Iran stands by threat to end UN inspections

IRAN will carry through its threat to end tough UN nuclear inspections and resume ultra-sensitive uranium enrichment on an industrial scale, if it is hauled before the UN Security Council, a national security spokesman told AFP.

Hossein Entezami also dismissed the possibility of Israel launching a military strike against Iran, and labelled French president Jacques Chirac a danger to world peace for threatening to use nuclear arms against state sponsors of terrorism. "If our case goes to the UN Security Council, and regardless of what decisions are then taken, the government will . . . resume all nuclear activities which have been voluntary suspended," he said yesterday.

This, he said, would include "enrichment on an industrial scale and an end to the application of the additional protocol" to the Non-Proliferation Treaty, which provides the International Atomic Energy Agency with greater inspection powers.

"We are under pressure from certain groups inside the country to leave the NPT and the IAEA altogether, but the government is insisting on a logical and peaceful solution."

Iran has repeatedly threatened such action which would be certain to cause a sharp escalation of the crisis in line with a law passed by deputies in the conservative-held parliament in November.
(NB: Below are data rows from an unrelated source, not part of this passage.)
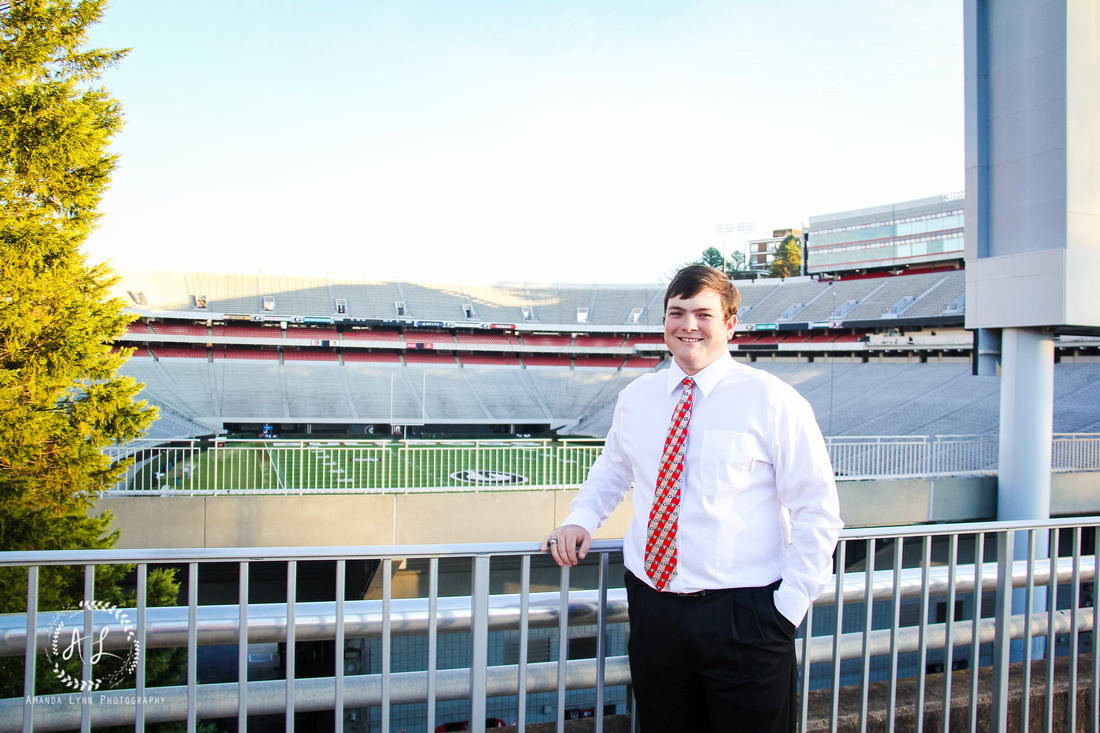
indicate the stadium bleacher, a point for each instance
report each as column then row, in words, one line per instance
column 498, row 369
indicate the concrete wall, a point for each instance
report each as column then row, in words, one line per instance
column 497, row 516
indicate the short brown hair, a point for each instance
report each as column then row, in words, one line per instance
column 693, row 280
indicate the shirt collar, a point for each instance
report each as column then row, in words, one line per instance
column 705, row 379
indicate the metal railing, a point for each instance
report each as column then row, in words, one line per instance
column 908, row 603
column 298, row 467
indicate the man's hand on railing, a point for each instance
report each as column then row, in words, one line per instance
column 568, row 544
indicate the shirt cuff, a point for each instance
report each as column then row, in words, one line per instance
column 791, row 603
column 583, row 518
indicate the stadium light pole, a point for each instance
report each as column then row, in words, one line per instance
column 745, row 228
column 723, row 230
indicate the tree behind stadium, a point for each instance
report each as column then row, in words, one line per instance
column 61, row 401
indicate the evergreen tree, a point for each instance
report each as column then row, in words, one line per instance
column 788, row 262
column 61, row 401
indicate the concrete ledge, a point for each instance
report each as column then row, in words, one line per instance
column 905, row 714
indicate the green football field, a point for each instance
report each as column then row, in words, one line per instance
column 293, row 467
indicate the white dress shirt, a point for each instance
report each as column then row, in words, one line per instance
column 758, row 500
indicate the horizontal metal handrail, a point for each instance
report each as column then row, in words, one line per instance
column 1055, row 619
column 220, row 700
column 315, row 621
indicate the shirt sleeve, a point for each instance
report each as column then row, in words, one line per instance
column 807, row 490
column 606, row 484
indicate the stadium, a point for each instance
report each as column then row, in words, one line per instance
column 878, row 351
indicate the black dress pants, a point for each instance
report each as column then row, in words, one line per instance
column 721, row 660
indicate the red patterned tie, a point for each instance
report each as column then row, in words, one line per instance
column 661, row 537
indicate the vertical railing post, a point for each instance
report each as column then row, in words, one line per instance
column 32, row 647
column 525, row 606
column 1002, row 636
column 242, row 647
column 479, row 642
column 387, row 589
column 602, row 642
column 86, row 644
column 562, row 646
column 838, row 595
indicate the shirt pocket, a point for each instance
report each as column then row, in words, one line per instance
column 727, row 459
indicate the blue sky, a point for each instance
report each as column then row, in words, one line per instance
column 549, row 141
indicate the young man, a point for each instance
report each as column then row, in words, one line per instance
column 735, row 521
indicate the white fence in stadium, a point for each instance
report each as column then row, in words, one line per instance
column 297, row 467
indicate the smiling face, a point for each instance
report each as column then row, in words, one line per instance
column 696, row 329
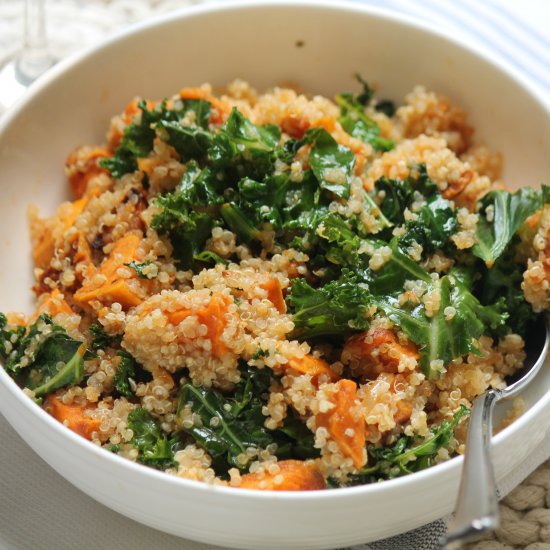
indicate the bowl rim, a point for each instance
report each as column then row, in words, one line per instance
column 206, row 9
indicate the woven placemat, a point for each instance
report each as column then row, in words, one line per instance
column 525, row 517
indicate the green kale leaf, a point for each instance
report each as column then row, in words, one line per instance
column 138, row 268
column 339, row 307
column 453, row 330
column 102, row 340
column 48, row 356
column 154, row 446
column 331, row 163
column 508, row 212
column 407, row 454
column 356, row 123
column 128, row 368
column 9, row 345
column 230, row 425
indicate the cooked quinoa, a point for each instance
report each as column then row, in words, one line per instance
column 281, row 291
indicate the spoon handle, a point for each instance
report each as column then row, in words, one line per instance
column 477, row 504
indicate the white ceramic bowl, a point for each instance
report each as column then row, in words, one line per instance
column 258, row 42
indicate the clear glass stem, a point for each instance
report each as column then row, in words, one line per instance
column 35, row 57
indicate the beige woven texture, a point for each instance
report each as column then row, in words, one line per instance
column 525, row 517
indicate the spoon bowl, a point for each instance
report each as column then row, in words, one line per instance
column 477, row 503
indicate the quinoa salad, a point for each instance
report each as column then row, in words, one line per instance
column 281, row 291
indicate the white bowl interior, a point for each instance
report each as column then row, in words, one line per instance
column 259, row 43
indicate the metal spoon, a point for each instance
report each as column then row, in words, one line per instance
column 477, row 503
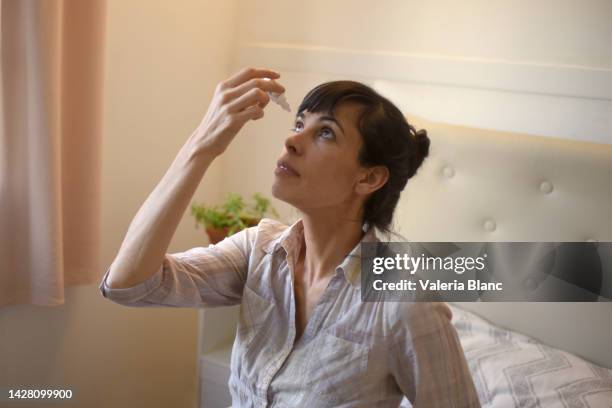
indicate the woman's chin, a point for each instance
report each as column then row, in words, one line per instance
column 281, row 192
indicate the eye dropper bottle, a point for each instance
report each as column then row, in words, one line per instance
column 279, row 99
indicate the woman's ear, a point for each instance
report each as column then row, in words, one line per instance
column 371, row 179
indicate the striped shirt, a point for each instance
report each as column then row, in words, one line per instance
column 351, row 353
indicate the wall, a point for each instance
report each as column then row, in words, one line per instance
column 163, row 62
column 519, row 66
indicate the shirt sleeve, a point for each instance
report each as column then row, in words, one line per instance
column 427, row 359
column 200, row 277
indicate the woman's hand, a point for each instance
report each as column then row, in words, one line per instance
column 236, row 100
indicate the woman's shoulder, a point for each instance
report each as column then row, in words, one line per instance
column 269, row 232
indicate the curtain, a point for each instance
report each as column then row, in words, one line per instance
column 50, row 142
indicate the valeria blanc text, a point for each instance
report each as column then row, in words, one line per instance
column 437, row 285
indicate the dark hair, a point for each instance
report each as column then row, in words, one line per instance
column 388, row 140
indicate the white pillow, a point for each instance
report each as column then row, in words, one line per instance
column 514, row 370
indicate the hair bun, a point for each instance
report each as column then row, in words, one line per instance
column 422, row 141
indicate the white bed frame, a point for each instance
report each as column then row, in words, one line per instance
column 503, row 196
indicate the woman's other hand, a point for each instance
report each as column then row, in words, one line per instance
column 236, row 100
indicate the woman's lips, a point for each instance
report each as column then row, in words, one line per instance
column 282, row 168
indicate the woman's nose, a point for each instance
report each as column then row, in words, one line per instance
column 294, row 142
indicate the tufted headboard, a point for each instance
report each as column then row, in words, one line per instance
column 486, row 185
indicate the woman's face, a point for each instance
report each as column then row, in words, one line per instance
column 322, row 151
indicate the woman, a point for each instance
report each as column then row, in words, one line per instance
column 305, row 338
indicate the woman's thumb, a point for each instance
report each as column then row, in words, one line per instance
column 252, row 112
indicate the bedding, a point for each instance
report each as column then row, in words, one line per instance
column 514, row 370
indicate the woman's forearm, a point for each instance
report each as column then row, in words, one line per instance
column 150, row 232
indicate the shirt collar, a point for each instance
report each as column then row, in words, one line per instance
column 291, row 238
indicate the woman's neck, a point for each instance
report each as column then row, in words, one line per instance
column 328, row 240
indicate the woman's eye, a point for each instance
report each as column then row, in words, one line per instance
column 327, row 131
column 296, row 127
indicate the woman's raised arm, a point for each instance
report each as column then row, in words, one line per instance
column 236, row 100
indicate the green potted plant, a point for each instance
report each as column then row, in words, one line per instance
column 231, row 216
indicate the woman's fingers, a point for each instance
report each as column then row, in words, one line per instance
column 253, row 112
column 255, row 96
column 236, row 97
column 247, row 74
column 261, row 83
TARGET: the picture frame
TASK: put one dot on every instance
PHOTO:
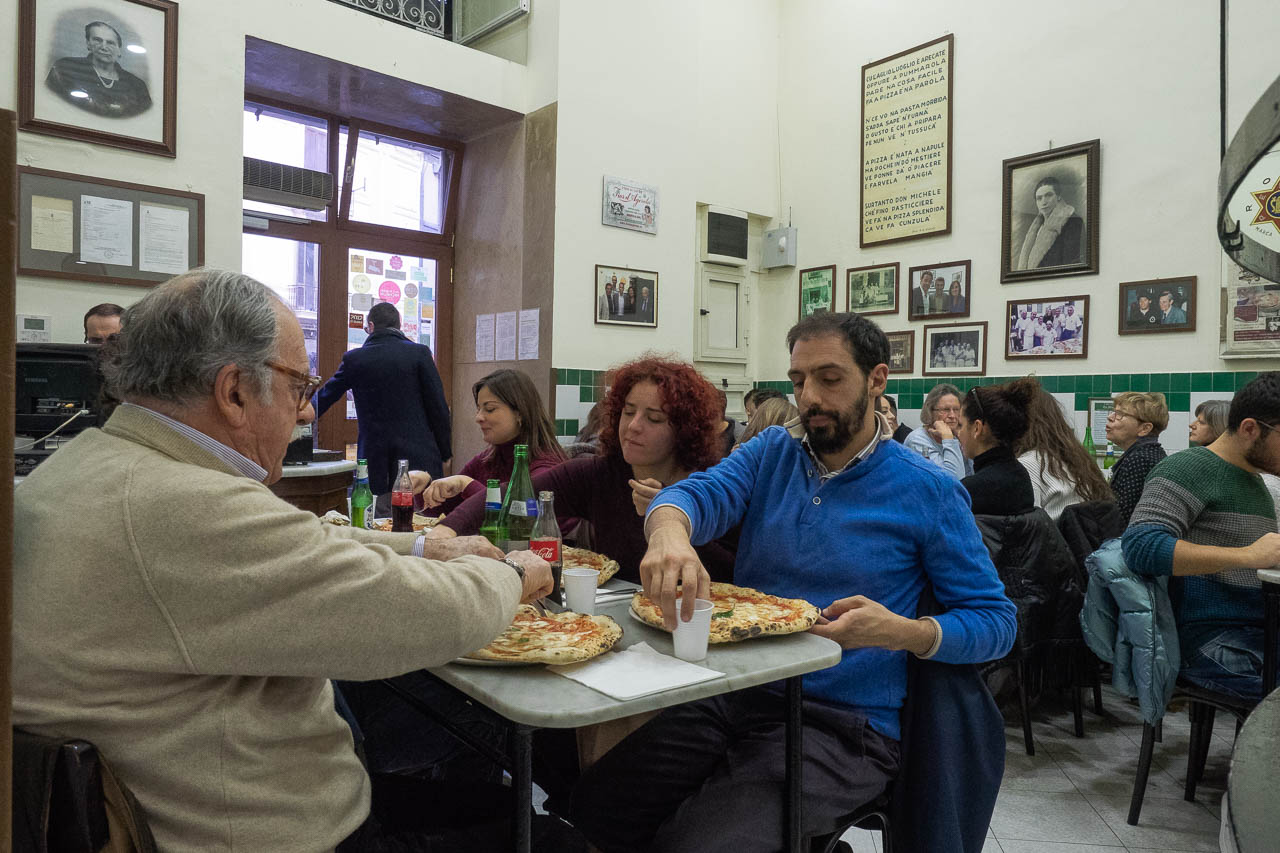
(1029, 333)
(877, 287)
(937, 304)
(901, 351)
(817, 290)
(101, 71)
(938, 350)
(1180, 314)
(1061, 185)
(625, 296)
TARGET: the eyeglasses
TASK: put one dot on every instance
(306, 384)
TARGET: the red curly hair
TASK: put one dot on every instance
(690, 401)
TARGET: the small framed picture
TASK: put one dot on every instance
(626, 296)
(955, 350)
(940, 291)
(1050, 214)
(872, 290)
(1159, 305)
(817, 290)
(901, 351)
(1054, 328)
(103, 72)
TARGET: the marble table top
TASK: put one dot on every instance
(534, 696)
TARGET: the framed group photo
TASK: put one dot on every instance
(955, 350)
(817, 290)
(940, 291)
(1054, 328)
(1050, 214)
(872, 290)
(1159, 305)
(626, 296)
(100, 71)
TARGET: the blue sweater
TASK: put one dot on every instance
(878, 529)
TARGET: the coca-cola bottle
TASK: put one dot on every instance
(545, 541)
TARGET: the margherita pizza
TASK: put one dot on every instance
(741, 612)
(584, 559)
(551, 638)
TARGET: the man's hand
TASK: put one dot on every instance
(538, 575)
(671, 560)
(859, 623)
(643, 492)
(458, 547)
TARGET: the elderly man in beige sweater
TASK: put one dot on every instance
(173, 611)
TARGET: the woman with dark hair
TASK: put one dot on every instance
(1060, 468)
(659, 425)
(508, 413)
(992, 419)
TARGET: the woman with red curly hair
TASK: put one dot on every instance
(659, 425)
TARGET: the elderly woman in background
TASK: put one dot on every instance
(1210, 422)
(935, 438)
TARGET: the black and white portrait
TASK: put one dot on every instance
(101, 71)
(1050, 215)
But now the prospect of the crisis over Iran's nuclear programme ending up in front of the Security Council looks greater than ever, with Western powers furious at the country for resuming enrichment research work earlier this month.

Uranium enrichment can make reactor fuel, but the technology is dual-use and would give Iran the strategic option to enrich to levels required for making the core of a weapon.

Tehran insists such work is legal, given it has signed the nuclear Non-Proliferation Treaty, and has branded atomic weapons "un-Islamic".

But Britain, France and Germany have called an urgent meeting of the IAEA's 35-nation board for February 2, and are confident of getting a referral even though they are still struggling to get Russia and China on board.

Senior officials in Israel, which views Iran as an existential threat, have also been openly mulling a military option.

"If any government, notably the Israeli one, wants to act in an intelligent way it would not do such a thing," said Entezami. "Iran has the capacity to respond to any strikes. The Israelis only say such things for domestic political reasons and the enormous problems they have at the moment."

Entezami, the spokesman for Iran's Supreme National Security Council, also lashed out at Chirac's threat of a nuclear response to terror strikes.

"Using the atomic bomb or threatening to use it is the language of the last century. The art of having the bomb is not using it . . . because, if everyone who had one used it, the world would be blown up several times over," he said. "This endangers world security."

According to Entezami, pushing for Iran's referral to the Security Council would result in a "lose-lose" situation.